Vidéo de Tariq Ramadan, qui aurait été filmée, selon son auteur, le 4 mars 2012 à l'université de Nanterre, en région parisienne, à l'occasion d'un colloque de l'association Entraide. L'islamologue suisse indique que s'il pouvait voter, il voterait "contre Nicolas Sarkozy".
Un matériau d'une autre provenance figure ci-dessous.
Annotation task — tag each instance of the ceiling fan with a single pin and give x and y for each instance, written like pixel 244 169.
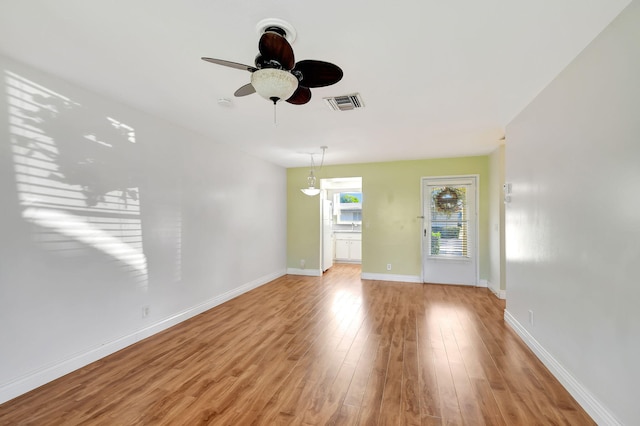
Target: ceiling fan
pixel 276 75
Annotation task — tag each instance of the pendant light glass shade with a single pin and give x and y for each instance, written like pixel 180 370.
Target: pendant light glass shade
pixel 311 181
pixel 274 84
pixel 311 190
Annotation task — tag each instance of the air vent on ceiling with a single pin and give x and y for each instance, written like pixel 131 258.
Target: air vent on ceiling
pixel 345 103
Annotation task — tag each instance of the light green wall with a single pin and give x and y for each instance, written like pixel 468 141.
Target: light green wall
pixel 392 203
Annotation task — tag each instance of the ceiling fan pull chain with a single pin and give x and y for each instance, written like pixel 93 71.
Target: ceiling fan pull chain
pixel 275 120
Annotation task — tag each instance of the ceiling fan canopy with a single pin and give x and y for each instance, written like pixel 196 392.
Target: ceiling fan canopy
pixel 276 75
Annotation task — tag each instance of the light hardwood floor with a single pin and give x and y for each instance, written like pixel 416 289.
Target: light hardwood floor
pixel 318 350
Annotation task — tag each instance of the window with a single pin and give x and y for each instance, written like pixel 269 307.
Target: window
pixel 348 207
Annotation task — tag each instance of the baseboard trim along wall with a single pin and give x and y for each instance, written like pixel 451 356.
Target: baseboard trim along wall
pixel 307 272
pixel 391 277
pixel 500 294
pixel 55 370
pixel 600 414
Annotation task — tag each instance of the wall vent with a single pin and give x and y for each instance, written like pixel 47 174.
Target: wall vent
pixel 345 103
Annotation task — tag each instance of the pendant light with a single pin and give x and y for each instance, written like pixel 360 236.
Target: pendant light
pixel 311 189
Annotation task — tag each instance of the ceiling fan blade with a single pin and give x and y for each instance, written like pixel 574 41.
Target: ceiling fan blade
pixel 245 90
pixel 273 46
pixel 318 73
pixel 231 64
pixel 301 96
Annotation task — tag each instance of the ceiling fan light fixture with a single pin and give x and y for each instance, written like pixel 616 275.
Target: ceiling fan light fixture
pixel 274 84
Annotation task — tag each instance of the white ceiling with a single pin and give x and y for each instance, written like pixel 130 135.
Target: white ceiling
pixel 438 78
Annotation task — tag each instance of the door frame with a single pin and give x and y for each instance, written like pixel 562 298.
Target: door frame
pixel 425 217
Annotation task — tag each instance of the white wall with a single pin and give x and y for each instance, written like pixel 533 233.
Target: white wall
pixel 497 282
pixel 573 227
pixel 208 223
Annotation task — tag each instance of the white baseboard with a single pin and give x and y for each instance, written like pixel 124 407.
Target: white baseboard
pixel 55 370
pixel 500 294
pixel 596 409
pixel 307 272
pixel 391 277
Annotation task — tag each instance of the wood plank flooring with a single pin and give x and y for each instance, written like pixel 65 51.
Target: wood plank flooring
pixel 315 351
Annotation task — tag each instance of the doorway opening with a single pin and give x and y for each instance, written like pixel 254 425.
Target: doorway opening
pixel 341 221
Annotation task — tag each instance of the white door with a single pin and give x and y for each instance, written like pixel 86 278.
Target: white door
pixel 327 235
pixel 449 232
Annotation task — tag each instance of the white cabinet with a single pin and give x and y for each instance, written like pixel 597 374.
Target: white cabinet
pixel 348 247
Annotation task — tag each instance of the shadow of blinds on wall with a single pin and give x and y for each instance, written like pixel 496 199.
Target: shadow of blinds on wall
pixel 73 180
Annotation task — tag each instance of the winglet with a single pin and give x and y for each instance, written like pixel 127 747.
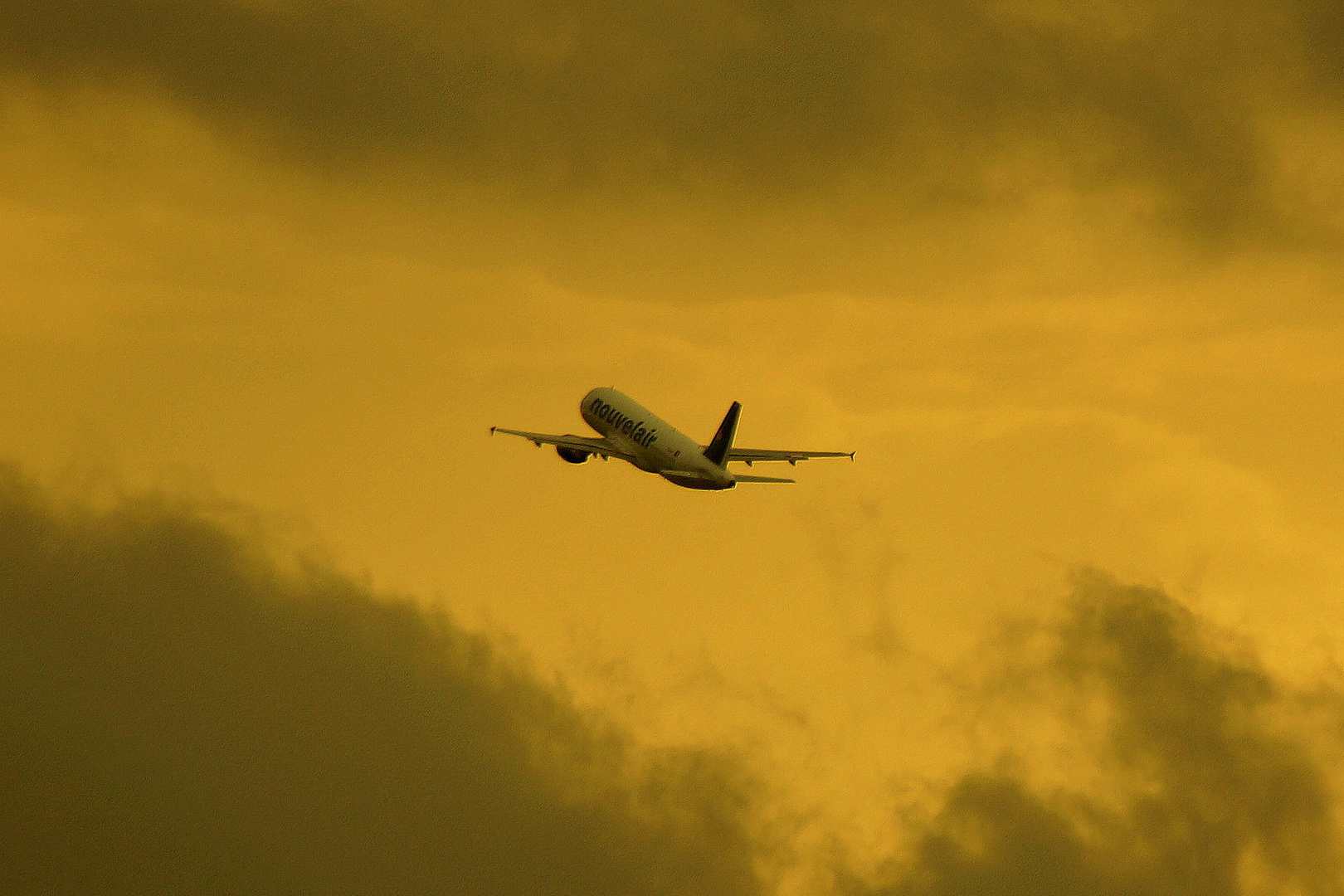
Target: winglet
pixel 722 441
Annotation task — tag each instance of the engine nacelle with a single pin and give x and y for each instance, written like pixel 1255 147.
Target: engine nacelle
pixel 572 455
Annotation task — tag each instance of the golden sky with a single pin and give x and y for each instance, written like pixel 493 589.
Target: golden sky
pixel 1066 275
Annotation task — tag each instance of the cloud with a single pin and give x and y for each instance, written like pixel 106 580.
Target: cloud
pixel 956 102
pixel 1210 782
pixel 179 715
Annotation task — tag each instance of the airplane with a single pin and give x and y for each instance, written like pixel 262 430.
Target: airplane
pixel 637 437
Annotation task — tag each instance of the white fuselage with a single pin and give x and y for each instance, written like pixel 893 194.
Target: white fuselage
pixel 655 445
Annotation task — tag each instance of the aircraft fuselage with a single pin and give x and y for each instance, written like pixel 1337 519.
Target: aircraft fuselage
pixel 655 445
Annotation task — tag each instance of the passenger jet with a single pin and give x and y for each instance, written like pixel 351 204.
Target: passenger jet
pixel 632 434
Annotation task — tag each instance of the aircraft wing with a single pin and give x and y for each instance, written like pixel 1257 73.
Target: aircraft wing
pixel 752 455
pixel 578 442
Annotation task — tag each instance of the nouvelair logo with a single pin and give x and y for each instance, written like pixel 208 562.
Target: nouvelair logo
pixel 622 423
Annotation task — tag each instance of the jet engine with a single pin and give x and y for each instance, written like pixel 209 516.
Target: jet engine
pixel 572 455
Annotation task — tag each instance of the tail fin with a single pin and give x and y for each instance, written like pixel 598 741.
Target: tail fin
pixel 718 450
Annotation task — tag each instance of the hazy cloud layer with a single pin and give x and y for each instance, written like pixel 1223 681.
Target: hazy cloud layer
pixel 177 716
pixel 1205 776
pixel 958 101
"Moi j’aurais une position de principe qui est extrêmement claire. Je suis tellement mécontent de ce que je peux voir que je voterais effectivement pour le premier tour et voterais pour celui que je considère être le moins mauvais. Mais au deuxième tour, je n’aurais pas un vote dit 'utile', j’aurais un vote exactement différent, je n’aurais qu’un vote sanction. Quelque soit celui qui est au pouvoir, et bien je dirai, je suis contre toi. Je ne suis pas pour toi mais je suis contre toi. […] Par rapport à Sarkozy ou par rapport à Hollande, je ne vais pas voter pour Hollande parce que… Non, je vais voter contre Sarkozy, mais si Hollande arrivait par la suite, je serais contre lui de la même façon. Un vote qui aurait un poids mais qui est un vote contre, parce que je ne me reconnais dans rien de ce que vous dîtes. Donc un premier tour où je chercherais le moins mauvais et un deuxième tour où je voterais contre celui qui est en charge."